Spotify may use voice recordings to improve music suggestions
Researchers from Spotify, the popular streaming service, have filed a patent on a technology that could in the future be used to improve music suggestions. While this sounds interesting and promising, the controversial bit about this technology is that it involves tracking and using the recordings of user’s voices so that an algorithm can ‘judge’ the mood of a person and suggest them apt music tracks.
In the search for a better way to find a user’s preferences or suitable music, Spotify could rely on listeners’ voices, among other things, in the future. According to the patent, prosodic information, such as intonation or rhythm of the voice, could be used to determine the user’s mood. Based on this, appropriate songs or musicians could then be suggested.

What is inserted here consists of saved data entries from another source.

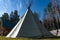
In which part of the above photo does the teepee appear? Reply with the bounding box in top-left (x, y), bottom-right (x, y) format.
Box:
top-left (6, 8), bottom-right (53, 38)
top-left (6, 0), bottom-right (53, 38)
top-left (6, 8), bottom-right (42, 38)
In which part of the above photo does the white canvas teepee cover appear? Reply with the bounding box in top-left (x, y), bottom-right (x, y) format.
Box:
top-left (6, 8), bottom-right (42, 38)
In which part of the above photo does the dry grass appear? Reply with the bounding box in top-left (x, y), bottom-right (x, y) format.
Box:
top-left (0, 36), bottom-right (60, 40)
top-left (0, 36), bottom-right (32, 40)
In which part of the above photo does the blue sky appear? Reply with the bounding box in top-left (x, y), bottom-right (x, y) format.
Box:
top-left (0, 0), bottom-right (50, 20)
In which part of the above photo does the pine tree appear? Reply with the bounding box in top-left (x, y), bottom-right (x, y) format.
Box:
top-left (2, 13), bottom-right (9, 21)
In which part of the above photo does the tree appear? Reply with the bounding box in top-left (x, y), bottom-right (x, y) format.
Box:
top-left (10, 11), bottom-right (14, 22)
top-left (13, 10), bottom-right (19, 23)
top-left (44, 8), bottom-right (47, 17)
top-left (33, 12), bottom-right (42, 31)
top-left (43, 1), bottom-right (60, 31)
top-left (43, 8), bottom-right (49, 29)
top-left (47, 2), bottom-right (54, 30)
top-left (53, 0), bottom-right (60, 35)
top-left (44, 0), bottom-right (60, 35)
top-left (2, 13), bottom-right (9, 21)
top-left (33, 12), bottom-right (39, 21)
top-left (10, 10), bottom-right (19, 23)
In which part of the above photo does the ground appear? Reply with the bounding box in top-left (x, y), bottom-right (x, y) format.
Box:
top-left (0, 36), bottom-right (60, 40)
top-left (0, 29), bottom-right (60, 40)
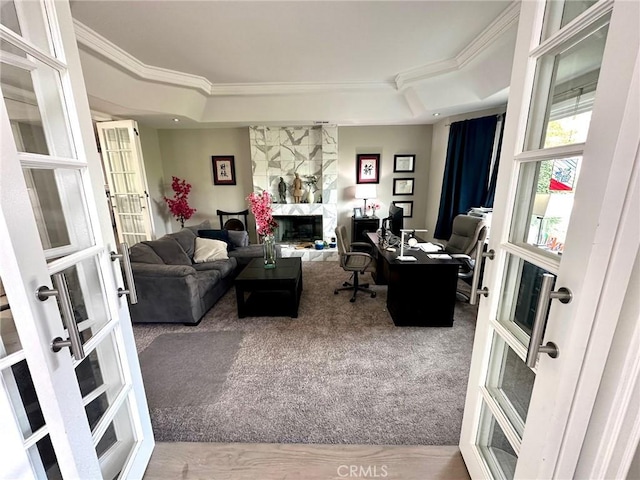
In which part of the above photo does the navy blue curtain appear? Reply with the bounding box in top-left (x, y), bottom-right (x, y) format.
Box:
top-left (434, 115), bottom-right (499, 240)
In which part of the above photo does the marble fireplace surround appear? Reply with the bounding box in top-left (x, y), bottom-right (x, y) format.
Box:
top-left (249, 125), bottom-right (338, 244)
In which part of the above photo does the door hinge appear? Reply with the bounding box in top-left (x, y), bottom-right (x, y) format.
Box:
top-left (134, 128), bottom-right (139, 136)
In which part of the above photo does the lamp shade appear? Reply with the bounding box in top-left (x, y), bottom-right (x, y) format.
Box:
top-left (355, 184), bottom-right (377, 199)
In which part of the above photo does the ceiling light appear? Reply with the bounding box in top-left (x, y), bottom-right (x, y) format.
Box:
top-left (172, 118), bottom-right (180, 122)
top-left (433, 113), bottom-right (441, 117)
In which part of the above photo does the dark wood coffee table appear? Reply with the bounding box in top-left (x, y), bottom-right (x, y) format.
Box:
top-left (234, 257), bottom-right (303, 318)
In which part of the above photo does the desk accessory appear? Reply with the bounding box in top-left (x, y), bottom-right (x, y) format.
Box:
top-left (397, 229), bottom-right (428, 261)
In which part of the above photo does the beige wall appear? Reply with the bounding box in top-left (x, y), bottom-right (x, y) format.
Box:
top-left (338, 125), bottom-right (432, 236)
top-left (148, 124), bottom-right (434, 240)
top-left (138, 125), bottom-right (170, 237)
top-left (157, 127), bottom-right (252, 233)
top-left (426, 106), bottom-right (507, 239)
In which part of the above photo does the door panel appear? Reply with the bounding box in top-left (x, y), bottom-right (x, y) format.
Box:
top-left (460, 1), bottom-right (639, 478)
top-left (97, 120), bottom-right (154, 245)
top-left (0, 1), bottom-right (153, 478)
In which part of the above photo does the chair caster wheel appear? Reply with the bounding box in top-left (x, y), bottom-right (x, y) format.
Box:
top-left (350, 297), bottom-right (356, 303)
top-left (371, 292), bottom-right (377, 298)
top-left (343, 282), bottom-right (350, 287)
top-left (334, 289), bottom-right (339, 295)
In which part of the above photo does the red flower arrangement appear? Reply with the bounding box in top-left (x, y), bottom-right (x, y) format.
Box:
top-left (247, 191), bottom-right (278, 236)
top-left (164, 176), bottom-right (196, 228)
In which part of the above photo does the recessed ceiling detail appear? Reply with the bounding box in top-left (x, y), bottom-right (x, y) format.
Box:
top-left (71, 1), bottom-right (520, 127)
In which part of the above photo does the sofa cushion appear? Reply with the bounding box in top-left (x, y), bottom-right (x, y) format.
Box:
top-left (195, 269), bottom-right (222, 298)
top-left (193, 258), bottom-right (237, 277)
top-left (198, 229), bottom-right (235, 251)
top-left (193, 238), bottom-right (229, 263)
top-left (129, 243), bottom-right (164, 264)
top-left (228, 244), bottom-right (265, 260)
top-left (227, 230), bottom-right (250, 248)
top-left (167, 228), bottom-right (197, 257)
top-left (143, 237), bottom-right (191, 265)
top-left (184, 220), bottom-right (212, 235)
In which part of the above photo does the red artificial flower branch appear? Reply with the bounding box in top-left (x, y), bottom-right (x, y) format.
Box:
top-left (247, 191), bottom-right (278, 237)
top-left (164, 176), bottom-right (196, 228)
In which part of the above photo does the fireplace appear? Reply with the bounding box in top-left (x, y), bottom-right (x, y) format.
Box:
top-left (274, 215), bottom-right (323, 243)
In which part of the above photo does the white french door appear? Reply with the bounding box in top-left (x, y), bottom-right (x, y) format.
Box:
top-left (0, 1), bottom-right (153, 479)
top-left (96, 120), bottom-right (155, 246)
top-left (460, 1), bottom-right (639, 479)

In addition to the voice of a user, background noises could also be included in such suggestions. These could be used, for example, to determine whether the listener is alone or surrounded by other people.
Optimizing music suggestions through speech recognition
One of the reasons for such research is the technology currently used to “get to know” users. This often involves filling out long and time-consuming dialogues or selecting a list of preferred musicians to receive personalized suggestions based on them.
According to the patent, “an entirely different approach to collecting taste attributes of a user” is needed. The goal is to make manual input at least partially unnecessary. This is exactly where the analysis of an audio signal, i.e. speech and background noise, is supposed to come in.
What speech can reveal about a user
The patent gives some examples of what the new system should be able to recognize. In addition to just understandimg what a user has said, it should also be able to filter out metadata. This includes, for example, the emotional state, gender, age and possible accent of the user.
Based on the background noises it could also possible to recognize the environment. This includes not only whether you are in a train, car, park or shop, but also whether you are alone, in a small group or at a party.
All of this information will then be combined with, for example, previous requests from the listener, their existing music library and also reviews from friends to make suggestions for upcoming content.
Audio recordings: what about privacy?
The system described leaves open how exactly Spotify intends to get this audio data from its users. It would be conceivable, for example, to have a function for direct voice input in the app. But what happens, for example, to recordings after they’ve been analyzed? And what about the results of these analyses themselves? These would be open questions.
However, since this is only a patent so far, we can only speculate about this. Unlocking the microphone for an app must be explicitly enabled by the user, so unwanted eavesdropping by Spotify is unlikely.
Furthermore, companies often patent technologies for themselves without these ultimately being found in the final products. It is therefore quite possible that such a feature will never be integrated into Spotify.